Bien sûr, premier argument des anti-décentralisation, cela va créer des inégalités entre les régions. Et alors ? N’est-ce pas ce qui se passe actuellement ? Certaines de nos régions sont des tax-consumers et d’autres des tax-payers, et apparemment cela ne choque personne ! Sous prétexte de quoi ? L’égalitarisme ? Je veux bien comprendre que l’on veuille se targuer d’avoir des bons sentiments, mais bon, la France n’a pas vocation à devenir un pays communiste, alors cessons de brandir l’objectif de l’égalité de résultats pour tout justifier, même les politiques les plus absurdes.

On pourrait me demander : mais quel est l’intérêt de décentraliser la fiscalité ? Justement pour créer cette concurrence, cette émulation à la baisse de la fiscalité et donc des prélèvements obligatoires. Si chaque région propose clairement tel ou tel programme de taxation, et tel ou tel offre de service public, alors chacun pourra, à son gré, choisir la région dans laquelle il voudra vivre.

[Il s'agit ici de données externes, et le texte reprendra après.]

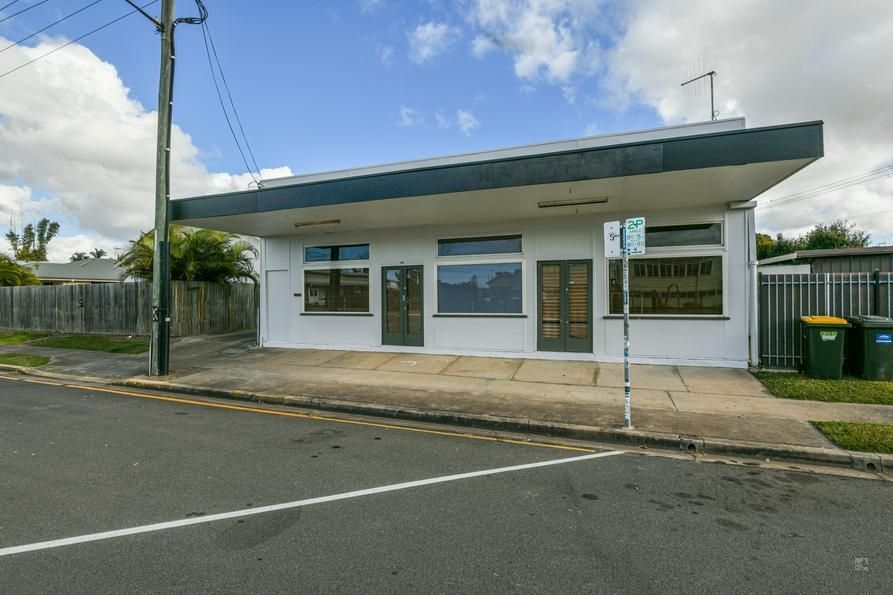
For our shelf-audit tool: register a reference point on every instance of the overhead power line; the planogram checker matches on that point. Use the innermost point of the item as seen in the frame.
(53, 24)
(856, 180)
(209, 45)
(76, 39)
(15, 14)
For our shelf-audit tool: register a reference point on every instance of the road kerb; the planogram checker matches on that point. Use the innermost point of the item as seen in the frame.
(633, 438)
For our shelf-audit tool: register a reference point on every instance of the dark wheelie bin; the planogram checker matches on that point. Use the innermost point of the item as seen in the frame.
(821, 341)
(870, 347)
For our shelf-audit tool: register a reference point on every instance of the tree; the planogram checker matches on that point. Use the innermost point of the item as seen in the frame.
(196, 255)
(12, 274)
(31, 246)
(838, 234)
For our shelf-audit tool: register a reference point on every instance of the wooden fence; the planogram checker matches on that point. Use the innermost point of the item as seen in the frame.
(126, 308)
(785, 298)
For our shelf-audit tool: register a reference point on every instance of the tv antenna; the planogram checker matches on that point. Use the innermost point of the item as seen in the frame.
(711, 74)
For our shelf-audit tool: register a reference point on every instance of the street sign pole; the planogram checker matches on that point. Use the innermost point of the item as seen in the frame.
(627, 387)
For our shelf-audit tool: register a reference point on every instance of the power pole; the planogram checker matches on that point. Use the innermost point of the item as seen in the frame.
(159, 352)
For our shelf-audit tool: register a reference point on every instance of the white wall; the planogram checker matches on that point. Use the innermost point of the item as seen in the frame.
(718, 341)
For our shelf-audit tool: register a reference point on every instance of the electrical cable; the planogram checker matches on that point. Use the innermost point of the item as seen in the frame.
(15, 14)
(231, 102)
(830, 187)
(53, 24)
(223, 106)
(53, 51)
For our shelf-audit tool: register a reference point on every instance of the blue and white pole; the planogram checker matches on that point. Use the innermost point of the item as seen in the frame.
(626, 385)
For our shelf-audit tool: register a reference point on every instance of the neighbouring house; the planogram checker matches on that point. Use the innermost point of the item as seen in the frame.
(89, 271)
(834, 260)
(501, 252)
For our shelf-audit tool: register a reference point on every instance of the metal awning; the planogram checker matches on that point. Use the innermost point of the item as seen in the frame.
(658, 173)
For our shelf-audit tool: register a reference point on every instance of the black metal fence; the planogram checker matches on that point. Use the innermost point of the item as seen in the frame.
(125, 308)
(785, 298)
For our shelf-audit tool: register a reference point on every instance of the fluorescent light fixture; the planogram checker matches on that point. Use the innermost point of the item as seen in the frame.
(573, 202)
(323, 222)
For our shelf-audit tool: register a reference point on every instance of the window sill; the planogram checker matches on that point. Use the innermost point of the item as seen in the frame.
(336, 314)
(667, 317)
(480, 315)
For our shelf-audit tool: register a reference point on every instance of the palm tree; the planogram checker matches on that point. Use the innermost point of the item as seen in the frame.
(12, 274)
(196, 255)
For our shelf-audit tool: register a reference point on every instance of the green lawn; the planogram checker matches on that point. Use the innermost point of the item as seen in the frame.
(860, 437)
(23, 359)
(848, 390)
(96, 343)
(16, 337)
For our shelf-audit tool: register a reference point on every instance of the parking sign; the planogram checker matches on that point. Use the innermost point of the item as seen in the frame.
(635, 236)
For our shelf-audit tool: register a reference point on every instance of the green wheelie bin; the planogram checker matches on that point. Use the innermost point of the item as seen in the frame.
(821, 342)
(870, 347)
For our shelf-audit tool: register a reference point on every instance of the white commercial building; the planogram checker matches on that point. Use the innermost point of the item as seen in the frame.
(501, 253)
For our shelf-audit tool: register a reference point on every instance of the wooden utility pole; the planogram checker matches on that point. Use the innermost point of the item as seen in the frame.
(159, 352)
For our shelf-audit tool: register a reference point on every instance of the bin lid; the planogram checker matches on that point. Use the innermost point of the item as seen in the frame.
(871, 321)
(824, 320)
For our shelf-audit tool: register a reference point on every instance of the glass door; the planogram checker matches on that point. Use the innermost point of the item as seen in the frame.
(564, 305)
(402, 306)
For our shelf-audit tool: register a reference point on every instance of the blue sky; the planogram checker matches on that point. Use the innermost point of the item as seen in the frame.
(320, 85)
(325, 85)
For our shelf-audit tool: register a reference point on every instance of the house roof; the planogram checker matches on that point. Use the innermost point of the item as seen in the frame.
(93, 269)
(681, 166)
(827, 253)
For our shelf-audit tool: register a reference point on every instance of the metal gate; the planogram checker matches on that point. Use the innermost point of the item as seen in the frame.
(785, 298)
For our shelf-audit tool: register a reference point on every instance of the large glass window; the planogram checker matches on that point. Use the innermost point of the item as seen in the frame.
(336, 290)
(481, 288)
(698, 234)
(336, 253)
(670, 286)
(477, 246)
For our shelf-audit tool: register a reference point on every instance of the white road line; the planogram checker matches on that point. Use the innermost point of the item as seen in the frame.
(44, 545)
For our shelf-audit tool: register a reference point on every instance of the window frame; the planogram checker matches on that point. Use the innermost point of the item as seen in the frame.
(663, 252)
(304, 247)
(696, 247)
(326, 265)
(479, 236)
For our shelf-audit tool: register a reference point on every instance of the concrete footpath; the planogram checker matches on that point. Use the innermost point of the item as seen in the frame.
(712, 410)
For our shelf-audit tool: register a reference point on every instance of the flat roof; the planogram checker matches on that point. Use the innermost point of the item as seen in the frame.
(91, 269)
(827, 253)
(586, 142)
(741, 164)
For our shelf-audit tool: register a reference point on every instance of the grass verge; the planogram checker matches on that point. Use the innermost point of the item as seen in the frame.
(847, 390)
(858, 436)
(23, 359)
(16, 337)
(97, 343)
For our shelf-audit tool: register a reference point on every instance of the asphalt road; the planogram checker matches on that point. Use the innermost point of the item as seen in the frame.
(77, 462)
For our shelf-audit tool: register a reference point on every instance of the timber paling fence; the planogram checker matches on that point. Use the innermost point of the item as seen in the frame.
(785, 298)
(126, 308)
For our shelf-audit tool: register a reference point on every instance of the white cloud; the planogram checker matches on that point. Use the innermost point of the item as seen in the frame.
(467, 122)
(409, 116)
(70, 129)
(429, 40)
(777, 62)
(545, 37)
(367, 6)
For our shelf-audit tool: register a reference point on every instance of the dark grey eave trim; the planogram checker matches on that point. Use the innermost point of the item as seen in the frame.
(737, 147)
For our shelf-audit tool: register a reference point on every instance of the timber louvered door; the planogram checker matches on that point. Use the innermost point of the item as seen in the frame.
(564, 306)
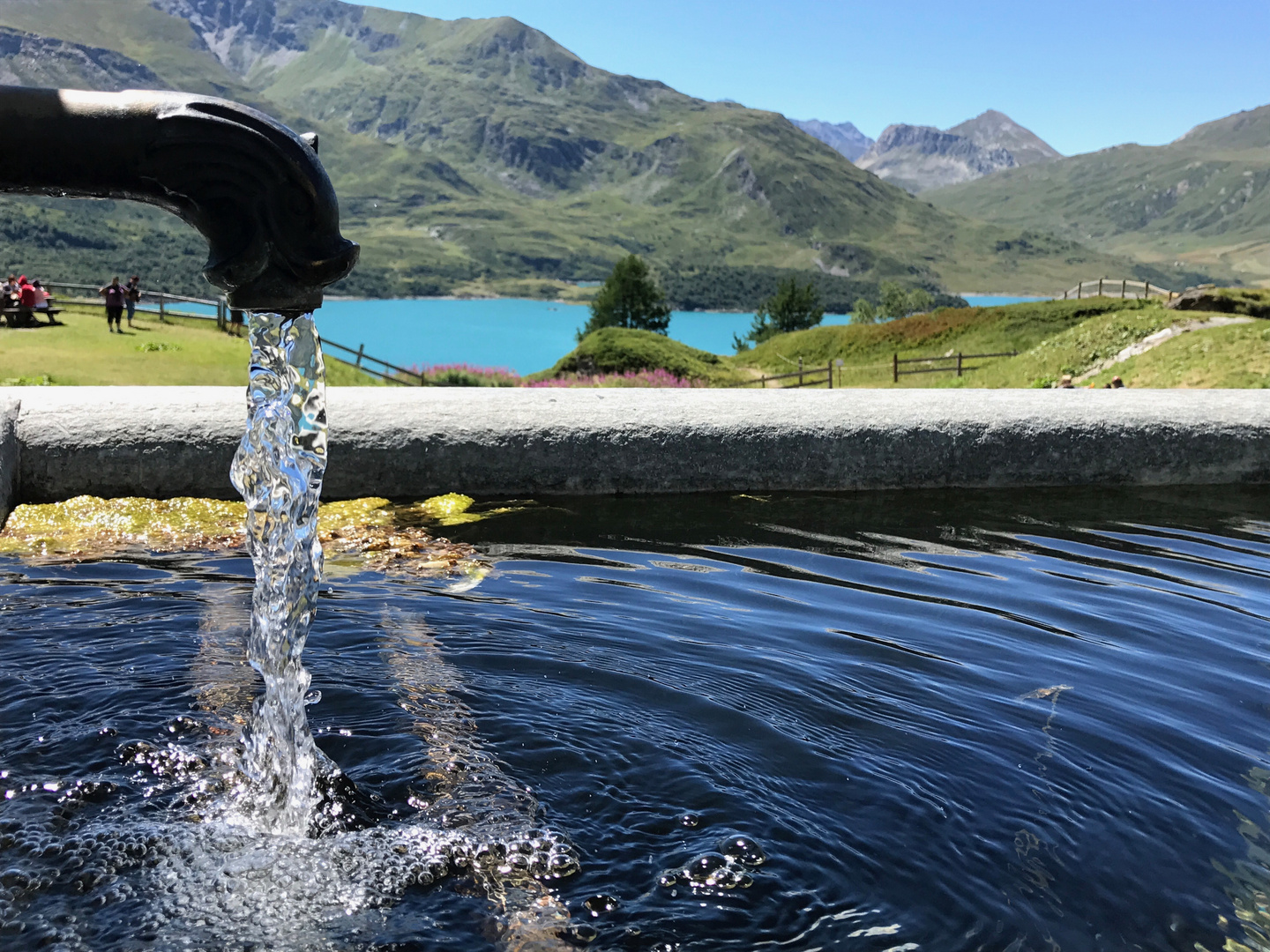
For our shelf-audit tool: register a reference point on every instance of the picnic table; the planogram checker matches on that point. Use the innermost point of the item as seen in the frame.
(26, 316)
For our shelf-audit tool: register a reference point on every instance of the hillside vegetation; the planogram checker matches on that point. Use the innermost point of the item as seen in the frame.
(481, 152)
(623, 349)
(1199, 204)
(1050, 339)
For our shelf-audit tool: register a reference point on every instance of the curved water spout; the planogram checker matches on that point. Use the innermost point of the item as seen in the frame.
(250, 185)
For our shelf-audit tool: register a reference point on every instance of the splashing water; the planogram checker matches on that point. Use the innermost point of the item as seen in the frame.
(279, 470)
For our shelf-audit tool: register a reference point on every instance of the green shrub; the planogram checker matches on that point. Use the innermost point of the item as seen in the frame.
(621, 349)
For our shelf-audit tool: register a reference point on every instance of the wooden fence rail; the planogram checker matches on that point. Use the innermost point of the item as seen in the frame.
(1105, 287)
(958, 366)
(803, 375)
(222, 319)
(360, 355)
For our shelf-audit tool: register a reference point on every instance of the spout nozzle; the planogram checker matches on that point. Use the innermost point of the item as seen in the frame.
(250, 185)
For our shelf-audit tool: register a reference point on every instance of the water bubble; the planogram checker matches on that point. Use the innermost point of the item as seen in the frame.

Si un président de région veut dynamiser l’implantation d’entreprises et attirer les travailleurs et entrepreneurs, alors il pourra réduire considérablement les taxes sur les entreprises sans pour autant avoir à en référer à l’Etat. Inversement, s’il veut lancer un grand programme public pour, par exemple, restaurer les monuments de sa région, alors il sera normal de faire payer les habitants de sa région pour ce programme plutôt que ceux des régions qui se trouvent à plus de 500 km.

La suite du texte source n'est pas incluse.